|This was an epic outfit|
On the Ground
Jess (if you don't read her blog, you should start) recommended Jane Savoie's "That Winning Feeling" to me. I believe her specific recommendation was "I don't usually like this kind of book, but it's really good". I got it on Amazon for like $4 shipped and started in. I haven't even finished it yet, but I already love it.
|This outfit was great too|
According to Jane, our subconscious is a powerful thing. Instead of just letting it run wild and screw us over, it makes way more sense to harness that power and use it to our own ends. To do that, she recommends positive self talk--saying "I will" and "I can" instead of "I'll try" and "I hope". She's also really big on visualization. I really latched on to this concept because my biomechanics coach reminds me that the human brain can only process one thing at a time. That means everything else has to be muscle memory. The nifty little aside is that the brain really can't differentiate between created memories and actual memories sooooo....
|It's ok. I visualized this already.|
And then I do it again. I'm really specific about the type of jump I visualize. Things I'll see, things I know will bother me. I realize that's maybe not practical for shows, but I'm not worried about that right now. I want to set myself and my horse up for success.
|I think he cleared it|
Everyone should have a Lindsey of their very own. I'd be sunk without her. Lindsey helps me tag team on Courage--she puts rides on him for me now and then and she's always giving me helpful pointers when we ride together. It's not that I can't ride--it's that I can get in a mental rut and it is really helpful to get those quick reminders. (I wish I could say I was equally helpful to her, but pretty much I just share tack and hold the video camera.)
Work That Conscious Mind
Here's where I really benefit from reading through old blog entries. I try to review lesson write ups and then ride. I want Courage forward and off my aids. I want him responding to me. I want his mind so busy processing what I want him to do that he isn't staring off into space and inventing monsters to spook at.

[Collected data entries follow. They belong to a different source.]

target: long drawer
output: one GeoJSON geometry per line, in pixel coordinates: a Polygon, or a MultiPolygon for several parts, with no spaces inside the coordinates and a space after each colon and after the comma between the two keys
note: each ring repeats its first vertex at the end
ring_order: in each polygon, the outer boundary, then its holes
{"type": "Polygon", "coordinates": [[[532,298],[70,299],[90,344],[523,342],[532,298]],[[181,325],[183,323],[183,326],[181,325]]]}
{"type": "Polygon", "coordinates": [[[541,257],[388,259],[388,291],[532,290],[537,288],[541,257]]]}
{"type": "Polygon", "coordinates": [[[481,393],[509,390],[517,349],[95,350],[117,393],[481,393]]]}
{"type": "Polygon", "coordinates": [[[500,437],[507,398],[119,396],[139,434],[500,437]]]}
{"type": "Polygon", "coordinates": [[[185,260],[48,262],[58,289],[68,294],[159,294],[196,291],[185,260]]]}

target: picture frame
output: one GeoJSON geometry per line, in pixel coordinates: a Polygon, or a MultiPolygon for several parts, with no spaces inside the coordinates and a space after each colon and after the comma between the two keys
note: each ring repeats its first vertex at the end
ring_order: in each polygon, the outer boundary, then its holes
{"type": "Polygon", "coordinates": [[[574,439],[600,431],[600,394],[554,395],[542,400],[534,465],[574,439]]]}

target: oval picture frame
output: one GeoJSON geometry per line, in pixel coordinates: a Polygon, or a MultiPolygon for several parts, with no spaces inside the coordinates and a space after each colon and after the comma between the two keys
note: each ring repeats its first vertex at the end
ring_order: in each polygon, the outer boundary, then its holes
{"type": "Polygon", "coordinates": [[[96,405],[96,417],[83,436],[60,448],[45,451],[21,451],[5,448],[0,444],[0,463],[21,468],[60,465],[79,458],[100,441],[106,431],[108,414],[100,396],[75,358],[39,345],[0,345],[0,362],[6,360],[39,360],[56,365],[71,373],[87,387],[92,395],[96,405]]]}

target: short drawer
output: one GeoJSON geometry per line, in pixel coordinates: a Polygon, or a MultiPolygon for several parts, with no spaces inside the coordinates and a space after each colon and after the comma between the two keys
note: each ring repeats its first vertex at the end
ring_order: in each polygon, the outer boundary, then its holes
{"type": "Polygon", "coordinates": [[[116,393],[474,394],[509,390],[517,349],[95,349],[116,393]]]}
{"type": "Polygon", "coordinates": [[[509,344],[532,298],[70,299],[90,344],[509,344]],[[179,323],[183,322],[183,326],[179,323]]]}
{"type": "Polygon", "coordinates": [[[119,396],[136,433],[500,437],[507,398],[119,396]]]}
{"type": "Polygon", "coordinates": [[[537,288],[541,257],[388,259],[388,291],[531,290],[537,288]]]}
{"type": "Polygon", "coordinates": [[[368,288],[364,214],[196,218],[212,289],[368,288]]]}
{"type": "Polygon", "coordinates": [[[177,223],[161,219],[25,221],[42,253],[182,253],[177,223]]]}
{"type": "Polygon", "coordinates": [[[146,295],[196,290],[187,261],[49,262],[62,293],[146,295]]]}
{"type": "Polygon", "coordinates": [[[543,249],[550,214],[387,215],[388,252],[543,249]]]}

It's hard work for both of us, but it really pays off. When Courage starts saying "yes ma'am" and toeing the line, I know we're ready to jump. Right now, that means he has to put his head down (joys of remuscling an upside down neck), go forward and back within gaits, and do a solid leg yield each direction.
|A little more reasonable|
I know that putting pressure on top of fear is completely useless if you're trying to work through the fear (different story if you're trying to save the world, but I sort of don't see a scenario in which I need to jump 2'6" on my greenie to avert planetary destruction in the near future.)
So. I've been setting jumps at my comfort height. Sometimes poles. Sometimes 12". Whatever. I let that be the height for the day and I jump it until I'm bored. Then afterwards I think about how fun it was. I smile (release the endorphins!!) at the memories and I incorporate in emotions from other times I've had fun jumping.
Tuesday we jumped through the course that Lindsey set for Prisoner. We did the baby crossrail until I was happy with how I rode it. We did the bigger crossrail until I was happy. Then we strung the two together. Then we added the barrels and the vertical.
One step at a time. Each when I was comfortable with it. On my timetable.
There is a time to push and I time to just create calm, positive experiences and really soak them in.
|I did a photo editing thing|
I think yes. Not only do I have fantastic jumping pictures, but I think I rode better than I have in ages and I feel very happy with the ride. Courage did some typical green horse wiggly stuff and I was able to confidently ride him through and git'er done. That is the ingredient I was lacking and I feel like it's back.
I'm going to keep things slow and advance when I feel confident and continue to use the hell out of my resources, but I'm on the right track and I'm excited about it.